Ce désert est vraiment bien beau, et Sténio le poëte eût passé là une nuit d’extase et de fièvre lyrique! Moi hélas! je n’ai senti dans mon cerveau que l’indignation et le murmure; car ce silence de mort pesait sur mon âme et l’offensait. Je me demandais à quoi bon cette âme curieuse, avide, inquiète, incapable de rester ici-bas, pour aller toujours frapper à un ciel d’airain qui jamais ne s’entr’ouvre à son regard, qui jamais ne lui répond par un mot d’espoir! Oui, je détestais cette nature radieuse et magnifique, car elle se dressait là, devant moi, comme une beauté stupide qui se tient muette et fière sous le regard des hommes, et croit avoir assez fait en se montrant. Puis je retombais dans cette décourageante pensée: – Quand je saurais, je n’en serais que plus à plaindre, ne pouvant pas. – Et au lieu de tomber dans une philosophique insouciance, je tombais dans l’ennui de ce néant où mon existence est rivée.

XXXI

Eh bien! Trenmor, je quitte le désert. Je vais au hasard chercher du mouvement et du bruit parmi les hommes. Je ne sais où j’irai. Sténio s’est résigné à vivre un mois séparé de moi: que je passe ce temps ici ou ailleurs, il n’importe pour lui. Moi, je veux me rendre compte d’une chose: c’est à savoir si je suis plus ou moins mal sur la terre, avec ou sans une affection. Quand je commençai d’aimer Sténio, je crus que l’affection m’emporterait au delà du point où elle m’a laissée. J’étais si fière de croire à un reste de jeunesse et d’amour!.. Mais tout cela est déjà retombé dans le doute, et je ne sais plus ce que je sens ni ce que je suis. J’ai voulu la solitude pour me recueillir, pour m’interroger. Car abandonner ainsi sa vie sans rames et sans gouvernail sur une mer plate et morne, c’est échouer de la plus triste manière. Mieux vaut la tempête, mieux vaut la foudre; au moins on se voit, on se sent périr.

Mais pour moi la solitude est partout, et c’est folie que de la chercher au désert plus qu’ailleurs. Seulement là elle est plus calme, plus silencieuse. Eh bien! cela me tue! J’ai découvert, je pense, ce qui me soutient encore dans cette vie de désenchantement et de lassitude: c’est la souffrance. La souffrance excite, ranime, irrite les nerfs; elle fait saigner le cœur, elle abrége l’agonie. C’est la convulsion violente, terrible, qui nous relève de terre, et nous donne la force de nous dresser vers le ciel pour maudire et crier. Mourir en léthargie, ce n’est ni vivre ni mourir; c’est perdre tous les avantages, c’est ignorer toutes les voluptés de la mort!

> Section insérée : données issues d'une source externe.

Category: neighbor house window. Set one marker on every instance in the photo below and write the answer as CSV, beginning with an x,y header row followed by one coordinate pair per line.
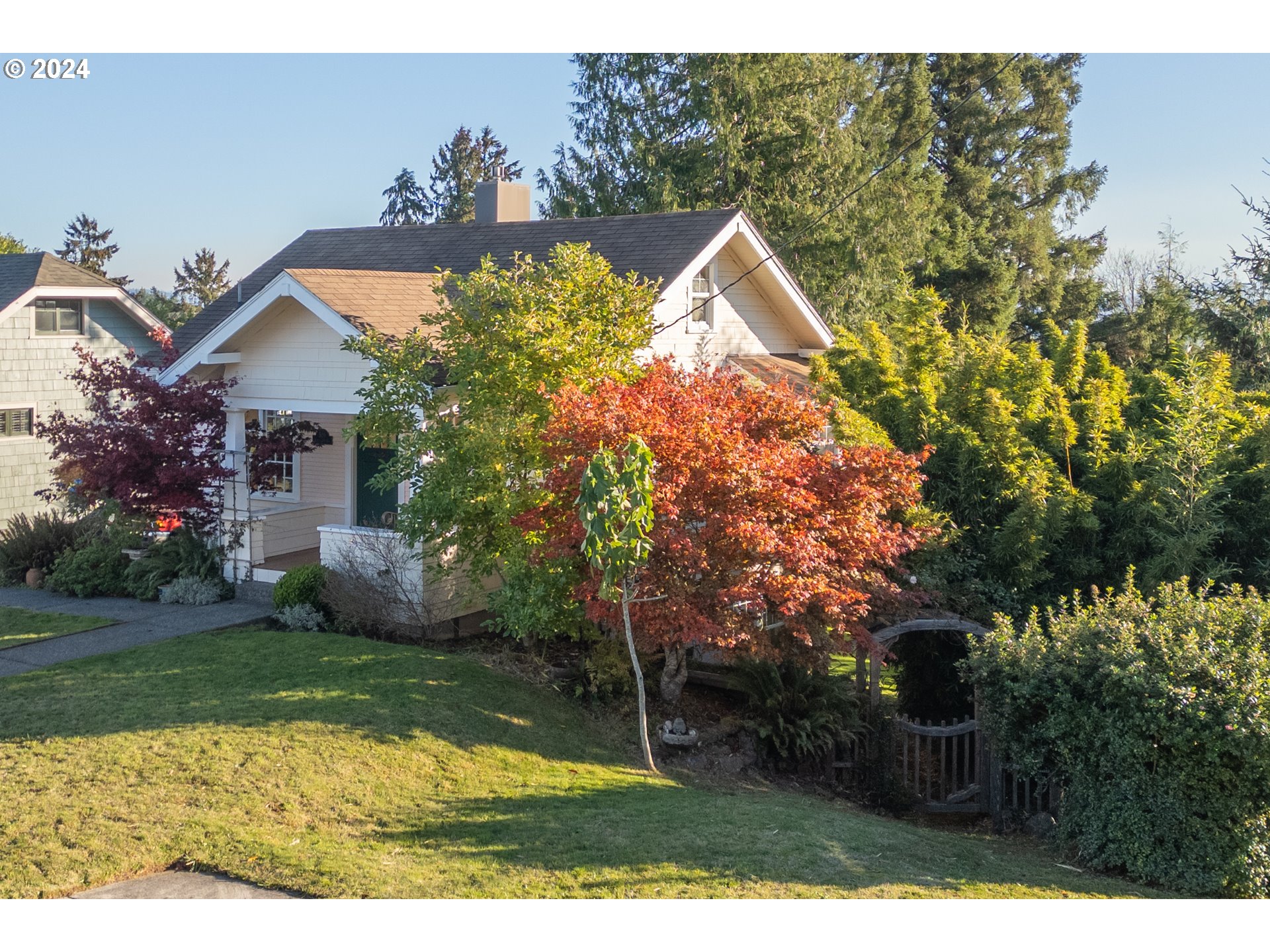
x,y
700,301
17,422
284,483
60,317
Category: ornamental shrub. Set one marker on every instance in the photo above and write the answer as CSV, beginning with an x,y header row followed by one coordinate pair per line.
x,y
1152,713
34,542
182,554
95,569
302,617
190,590
300,586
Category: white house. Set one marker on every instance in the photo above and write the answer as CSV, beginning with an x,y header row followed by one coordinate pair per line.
x,y
48,307
280,332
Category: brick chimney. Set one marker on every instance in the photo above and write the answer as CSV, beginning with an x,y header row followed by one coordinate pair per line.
x,y
499,200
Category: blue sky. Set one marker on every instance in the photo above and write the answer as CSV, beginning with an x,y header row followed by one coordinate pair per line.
x,y
244,153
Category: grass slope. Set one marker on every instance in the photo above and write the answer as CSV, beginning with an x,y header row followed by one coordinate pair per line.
x,y
19,626
343,767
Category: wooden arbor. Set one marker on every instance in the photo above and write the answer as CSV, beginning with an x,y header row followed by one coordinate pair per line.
x,y
869,664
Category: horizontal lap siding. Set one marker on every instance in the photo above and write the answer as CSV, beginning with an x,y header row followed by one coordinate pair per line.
x,y
743,319
291,354
298,530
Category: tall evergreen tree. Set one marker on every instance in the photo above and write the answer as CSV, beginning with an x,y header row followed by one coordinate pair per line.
x,y
408,202
169,309
784,136
11,245
204,281
459,165
89,247
977,208
1009,190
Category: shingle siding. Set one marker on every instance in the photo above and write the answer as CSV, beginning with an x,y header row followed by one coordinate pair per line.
x,y
33,374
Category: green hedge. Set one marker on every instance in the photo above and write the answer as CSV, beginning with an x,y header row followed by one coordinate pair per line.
x,y
1152,713
302,586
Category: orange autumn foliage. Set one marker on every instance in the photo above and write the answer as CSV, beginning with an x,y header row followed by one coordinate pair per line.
x,y
753,517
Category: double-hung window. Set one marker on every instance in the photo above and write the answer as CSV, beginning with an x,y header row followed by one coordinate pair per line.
x,y
284,481
59,317
701,300
17,422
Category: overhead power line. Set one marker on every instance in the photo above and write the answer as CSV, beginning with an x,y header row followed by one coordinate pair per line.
x,y
853,193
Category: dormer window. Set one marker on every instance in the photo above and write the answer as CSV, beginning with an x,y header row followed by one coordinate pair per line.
x,y
59,317
701,300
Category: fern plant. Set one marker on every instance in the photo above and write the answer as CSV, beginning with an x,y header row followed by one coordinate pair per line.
x,y
796,714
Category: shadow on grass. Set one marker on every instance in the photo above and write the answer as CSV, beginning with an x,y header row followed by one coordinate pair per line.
x,y
638,834
253,678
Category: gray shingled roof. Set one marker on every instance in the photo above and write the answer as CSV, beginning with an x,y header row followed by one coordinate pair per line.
x,y
21,273
652,245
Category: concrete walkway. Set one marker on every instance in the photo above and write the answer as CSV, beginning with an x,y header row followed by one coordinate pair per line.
x,y
182,885
138,623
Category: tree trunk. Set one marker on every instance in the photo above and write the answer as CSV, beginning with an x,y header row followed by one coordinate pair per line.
x,y
639,680
675,676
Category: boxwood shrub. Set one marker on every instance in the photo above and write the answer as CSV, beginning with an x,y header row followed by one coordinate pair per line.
x,y
302,586
1154,713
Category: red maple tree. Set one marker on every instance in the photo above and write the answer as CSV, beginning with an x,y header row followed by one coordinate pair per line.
x,y
150,447
765,541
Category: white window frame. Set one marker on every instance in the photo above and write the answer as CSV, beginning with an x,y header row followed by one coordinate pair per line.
x,y
60,334
705,324
294,462
31,434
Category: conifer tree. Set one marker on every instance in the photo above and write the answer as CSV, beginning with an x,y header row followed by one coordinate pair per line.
x,y
89,247
408,202
11,245
204,281
456,169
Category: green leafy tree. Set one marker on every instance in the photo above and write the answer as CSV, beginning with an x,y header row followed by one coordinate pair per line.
x,y
408,202
11,245
615,508
459,165
478,374
202,281
1021,434
89,247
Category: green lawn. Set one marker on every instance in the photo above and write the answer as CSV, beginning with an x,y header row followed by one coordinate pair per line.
x,y
342,767
845,666
18,626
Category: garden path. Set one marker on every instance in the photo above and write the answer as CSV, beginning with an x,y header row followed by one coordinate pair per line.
x,y
139,623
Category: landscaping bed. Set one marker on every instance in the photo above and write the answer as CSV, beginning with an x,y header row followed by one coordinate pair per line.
x,y
343,767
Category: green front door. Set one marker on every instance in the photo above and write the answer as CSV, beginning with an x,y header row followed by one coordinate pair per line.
x,y
375,507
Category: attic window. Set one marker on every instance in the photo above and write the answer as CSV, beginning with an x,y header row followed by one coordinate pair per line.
x,y
59,317
701,301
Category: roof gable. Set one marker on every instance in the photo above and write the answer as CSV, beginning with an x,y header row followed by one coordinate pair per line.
x,y
657,247
23,272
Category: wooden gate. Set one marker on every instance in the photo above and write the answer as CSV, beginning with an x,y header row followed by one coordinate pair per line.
x,y
941,766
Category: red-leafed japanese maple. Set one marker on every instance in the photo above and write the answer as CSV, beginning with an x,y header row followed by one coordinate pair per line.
x,y
150,447
763,543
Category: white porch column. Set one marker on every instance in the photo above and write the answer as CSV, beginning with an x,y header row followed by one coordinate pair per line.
x,y
238,557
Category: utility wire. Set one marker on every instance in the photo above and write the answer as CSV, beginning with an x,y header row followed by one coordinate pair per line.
x,y
842,201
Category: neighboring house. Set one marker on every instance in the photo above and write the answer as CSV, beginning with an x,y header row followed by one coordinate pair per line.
x,y
48,306
278,334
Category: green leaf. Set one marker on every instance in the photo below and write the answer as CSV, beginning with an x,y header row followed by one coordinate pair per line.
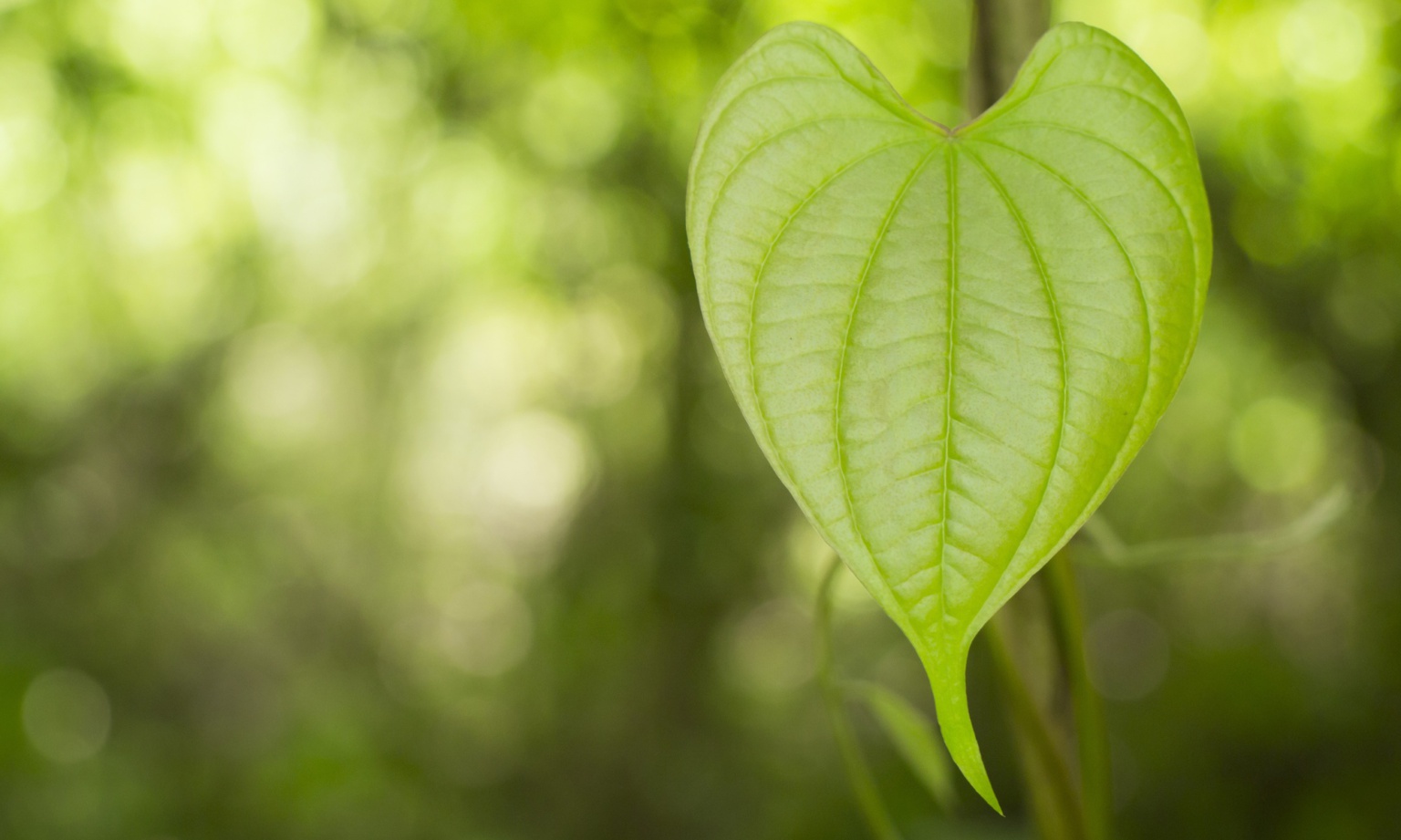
x,y
914,740
949,343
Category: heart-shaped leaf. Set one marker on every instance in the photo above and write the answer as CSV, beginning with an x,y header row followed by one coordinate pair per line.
x,y
949,343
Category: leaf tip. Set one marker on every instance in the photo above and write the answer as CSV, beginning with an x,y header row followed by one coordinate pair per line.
x,y
956,724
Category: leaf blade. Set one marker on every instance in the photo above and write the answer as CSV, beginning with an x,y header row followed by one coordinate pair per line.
x,y
949,366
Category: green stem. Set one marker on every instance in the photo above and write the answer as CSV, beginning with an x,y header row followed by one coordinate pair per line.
x,y
1092,734
1048,779
857,772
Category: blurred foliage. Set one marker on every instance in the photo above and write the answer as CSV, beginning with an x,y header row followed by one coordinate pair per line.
x,y
365,469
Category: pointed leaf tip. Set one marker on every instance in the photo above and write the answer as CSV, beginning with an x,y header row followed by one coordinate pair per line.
x,y
949,343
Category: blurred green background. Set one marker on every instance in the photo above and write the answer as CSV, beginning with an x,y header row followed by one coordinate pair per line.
x,y
366,472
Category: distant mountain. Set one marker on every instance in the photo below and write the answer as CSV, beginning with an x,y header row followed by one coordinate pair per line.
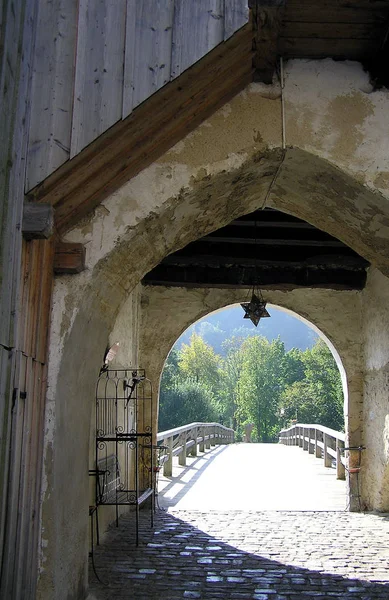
x,y
216,328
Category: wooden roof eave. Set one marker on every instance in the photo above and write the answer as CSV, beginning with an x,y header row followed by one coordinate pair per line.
x,y
134,143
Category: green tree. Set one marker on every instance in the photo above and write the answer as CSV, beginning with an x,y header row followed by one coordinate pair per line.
x,y
261,383
318,398
185,402
230,374
198,361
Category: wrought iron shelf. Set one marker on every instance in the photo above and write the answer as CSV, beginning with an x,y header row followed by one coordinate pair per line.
x,y
124,469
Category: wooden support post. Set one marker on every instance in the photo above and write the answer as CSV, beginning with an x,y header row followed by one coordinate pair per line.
x,y
202,443
38,221
182,454
311,444
193,450
305,441
327,457
213,433
69,258
267,22
340,469
168,465
317,447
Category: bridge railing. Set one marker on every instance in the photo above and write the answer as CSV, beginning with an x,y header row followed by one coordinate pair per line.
x,y
321,441
187,439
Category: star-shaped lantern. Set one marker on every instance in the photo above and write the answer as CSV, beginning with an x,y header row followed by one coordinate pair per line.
x,y
255,310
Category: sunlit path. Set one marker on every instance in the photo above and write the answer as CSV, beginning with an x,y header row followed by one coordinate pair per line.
x,y
253,477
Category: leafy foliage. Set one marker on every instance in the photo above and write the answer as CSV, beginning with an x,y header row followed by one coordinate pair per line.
x,y
254,381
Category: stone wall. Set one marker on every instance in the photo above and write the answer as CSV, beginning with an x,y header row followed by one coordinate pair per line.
x,y
231,165
375,459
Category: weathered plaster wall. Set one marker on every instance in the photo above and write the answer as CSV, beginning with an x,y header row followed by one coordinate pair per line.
x,y
375,459
229,166
126,332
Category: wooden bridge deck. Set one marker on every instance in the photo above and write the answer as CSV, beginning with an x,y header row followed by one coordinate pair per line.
x,y
253,477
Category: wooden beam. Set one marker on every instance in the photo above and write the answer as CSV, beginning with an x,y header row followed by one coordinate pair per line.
x,y
69,258
267,23
156,125
38,221
243,277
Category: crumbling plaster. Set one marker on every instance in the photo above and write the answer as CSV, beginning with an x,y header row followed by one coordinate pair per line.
x,y
375,459
200,185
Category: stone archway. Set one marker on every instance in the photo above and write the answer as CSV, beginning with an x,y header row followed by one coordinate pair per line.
x,y
129,235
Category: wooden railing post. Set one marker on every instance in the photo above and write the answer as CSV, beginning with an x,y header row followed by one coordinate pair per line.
x,y
208,440
202,443
182,454
340,469
326,457
193,435
168,464
317,447
311,443
305,441
212,432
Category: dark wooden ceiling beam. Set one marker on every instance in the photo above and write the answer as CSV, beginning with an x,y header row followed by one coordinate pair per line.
x,y
267,23
243,277
272,224
332,261
274,241
337,11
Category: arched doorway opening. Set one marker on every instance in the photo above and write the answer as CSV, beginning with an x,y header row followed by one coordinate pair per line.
x,y
89,307
261,387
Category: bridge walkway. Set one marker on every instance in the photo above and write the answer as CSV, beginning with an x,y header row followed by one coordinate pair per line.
x,y
262,549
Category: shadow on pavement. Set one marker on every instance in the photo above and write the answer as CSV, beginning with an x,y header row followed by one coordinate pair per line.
x,y
178,560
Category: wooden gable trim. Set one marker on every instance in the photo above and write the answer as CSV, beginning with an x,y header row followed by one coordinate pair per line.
x,y
131,145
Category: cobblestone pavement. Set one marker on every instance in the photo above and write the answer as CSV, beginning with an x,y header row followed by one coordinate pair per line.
x,y
259,555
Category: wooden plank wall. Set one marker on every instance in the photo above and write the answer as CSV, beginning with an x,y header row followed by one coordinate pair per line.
x,y
108,56
25,296
20,562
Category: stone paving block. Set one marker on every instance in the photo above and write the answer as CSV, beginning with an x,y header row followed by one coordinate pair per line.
x,y
205,555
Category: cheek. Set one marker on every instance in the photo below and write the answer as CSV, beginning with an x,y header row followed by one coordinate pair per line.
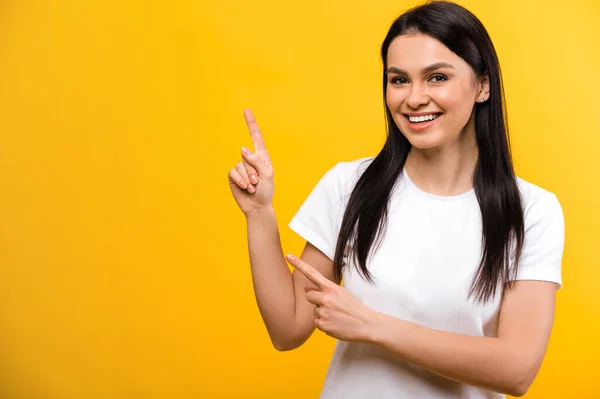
x,y
392,98
456,100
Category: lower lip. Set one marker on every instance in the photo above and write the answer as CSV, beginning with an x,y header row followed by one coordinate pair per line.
x,y
418,127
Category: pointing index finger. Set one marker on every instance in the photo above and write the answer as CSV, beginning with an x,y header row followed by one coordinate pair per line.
x,y
257,139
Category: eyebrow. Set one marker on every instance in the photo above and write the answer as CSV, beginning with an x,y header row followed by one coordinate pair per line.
x,y
428,69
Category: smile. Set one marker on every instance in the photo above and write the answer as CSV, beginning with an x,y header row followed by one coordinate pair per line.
x,y
422,118
422,122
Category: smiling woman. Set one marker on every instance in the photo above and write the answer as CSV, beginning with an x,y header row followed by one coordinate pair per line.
x,y
450,263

«Ici toutes les facultés s’endorment. A un corps infirme où l’âme se soutiendrait vigoureuse et jeune, cet air vif, cette vie agreste, cette absence de sensations violentes, ces longues heures pour le repos, ces frugales habitudes, seraient autant de bienfaits. Mais moi, c’est mon âme qui rend mon corps débile, et, tant qu’elle souffrira, il faudra que le corps dépérisse, quelles que soient les salutaires influences de l’air et du régime animal. Or, cette solitude me pèse à l’heure qu’il est. Étrange chose! Je l’ai tant aimée, et je ne l’aime plus! Oh! cela est affreux, Trenmor!

«Quand toute la terre me manquait, je me réfugiais dans le sein de Dieu. J’allais l’invoquer dans le silence des champs. Je me plaisais à y rester des jours, des mois entiers, absorbée dans une pensée d’avenir meilleur. Aujourd’hui me voilà si usée, que l’espoir même ne me soutient plus. Je crois encore parce que je désire; mais cet avenir est si loin, et cette vie ne finit pas! Quoi! est-il impossible de s’y attacher et de s’y plaire? Tout est il perdu sans retour? Il y a des jours ou je le crois, et ces jours-là ne sont pas les plus cruels; ces jours-là je suis anéantie. Le désespoir est sans aiguillon, le néant sans terreurs. Mais les jours où, avec un souffle tiède de l’air, un rayon pur du matin, se réveille en moi une velléité d’existence, je suis le plus infortuné des êtres. L’effroi, l’anxiété, le doute, me rongent. Où fuir? où me réfugier? Comment sortir de ce marbre qui, selon la belle expression du poëte, me monte jusqu’aux genoux, et me retient enchaînée comme le sépulcre retient les morts?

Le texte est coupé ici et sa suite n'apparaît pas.